If you're using an integration to get the container instance you can use the wireup.integration.xxx.get_container method. This returns the container associated with your application.

Examples

Context Manager

random_mock = MagicMock()
# Chosen by fair dice roll. Guaranteed to be random.
random_mock.get_random.return_value = 4

with container.override.service(target=RandomService, new=random_mock):
    # Assuming in the context of a web app:
    # /random endpoint has a dependency on RandomService
    # requests to inject RandomService during the lifetime
    # of this context manager will result in random_mock being injected instead.
    response = client.get("/random")

Pytest

Similar to the above example but this uses pytest's autouse to achieve the same result. Also shows how to use get_container when using integrations.

app.py
def create_app():
    app = ...

    container = wireup.create_container(...)
    # Example shows FastAPI but any integration will work the same.
    wireup.integration.fastapi.setup(container, app)

    return app
conftest.py
# This is a function scoped fixture which means 
# you'll get a fresh copy of the application and container every time.
@pytest.fixture
def app():
    return create_app()
some_test_file.py
from wireup.integration.fastapi import get_container

def test_something_with_mocked_db_service(client: TestClient, app):
    with get_container(app).override.service(DBService, new=...):
        response = client.get("/some/path")

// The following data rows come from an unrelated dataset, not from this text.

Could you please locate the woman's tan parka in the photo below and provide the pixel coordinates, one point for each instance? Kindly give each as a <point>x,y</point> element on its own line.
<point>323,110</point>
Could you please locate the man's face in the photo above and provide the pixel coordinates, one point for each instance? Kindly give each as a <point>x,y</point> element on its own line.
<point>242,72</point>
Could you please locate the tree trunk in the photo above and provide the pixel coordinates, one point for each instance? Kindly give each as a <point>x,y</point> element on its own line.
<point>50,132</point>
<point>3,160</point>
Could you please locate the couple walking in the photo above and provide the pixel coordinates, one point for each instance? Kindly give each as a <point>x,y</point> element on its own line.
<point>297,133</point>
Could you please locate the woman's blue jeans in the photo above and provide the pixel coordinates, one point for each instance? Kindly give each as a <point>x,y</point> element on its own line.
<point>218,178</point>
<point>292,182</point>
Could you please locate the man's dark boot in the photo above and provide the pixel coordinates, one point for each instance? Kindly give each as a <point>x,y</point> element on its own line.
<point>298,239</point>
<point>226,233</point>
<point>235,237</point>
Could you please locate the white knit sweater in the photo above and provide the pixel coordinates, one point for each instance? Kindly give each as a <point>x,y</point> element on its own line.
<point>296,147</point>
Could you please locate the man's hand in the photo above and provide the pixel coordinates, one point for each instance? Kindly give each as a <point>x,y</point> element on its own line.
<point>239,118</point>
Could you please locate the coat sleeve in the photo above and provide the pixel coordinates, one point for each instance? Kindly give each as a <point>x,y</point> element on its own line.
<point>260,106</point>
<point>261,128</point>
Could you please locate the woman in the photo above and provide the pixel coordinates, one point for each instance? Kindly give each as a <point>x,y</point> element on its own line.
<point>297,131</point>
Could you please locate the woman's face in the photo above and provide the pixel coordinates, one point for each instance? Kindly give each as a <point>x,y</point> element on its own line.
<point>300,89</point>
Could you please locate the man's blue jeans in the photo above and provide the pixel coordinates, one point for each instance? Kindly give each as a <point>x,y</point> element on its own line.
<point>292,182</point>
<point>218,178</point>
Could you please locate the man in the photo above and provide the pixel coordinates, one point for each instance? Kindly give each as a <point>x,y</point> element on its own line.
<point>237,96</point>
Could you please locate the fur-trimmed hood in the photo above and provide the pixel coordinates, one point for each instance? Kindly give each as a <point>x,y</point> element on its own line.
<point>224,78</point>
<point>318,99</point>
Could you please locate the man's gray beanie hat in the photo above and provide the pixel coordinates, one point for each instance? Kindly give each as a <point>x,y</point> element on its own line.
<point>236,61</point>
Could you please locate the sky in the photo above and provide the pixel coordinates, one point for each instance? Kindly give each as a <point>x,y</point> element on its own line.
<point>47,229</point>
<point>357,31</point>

    # Assert response and mock calls.

It is also possible to add a fixture to fetch the container to avoid the get_container call.

conftest.py
from wireup.integration.fastapi import get_container

@pytest.fixture
def container(app) -> DependencyContainer:
    return get_container(app)
some_test_file.py
def test_override(client: TestClient, container: DependencyContainer):
    with container.override.service(DBService, new=...):
        response = client.get("/some/path")

    # Assert response and mock calls.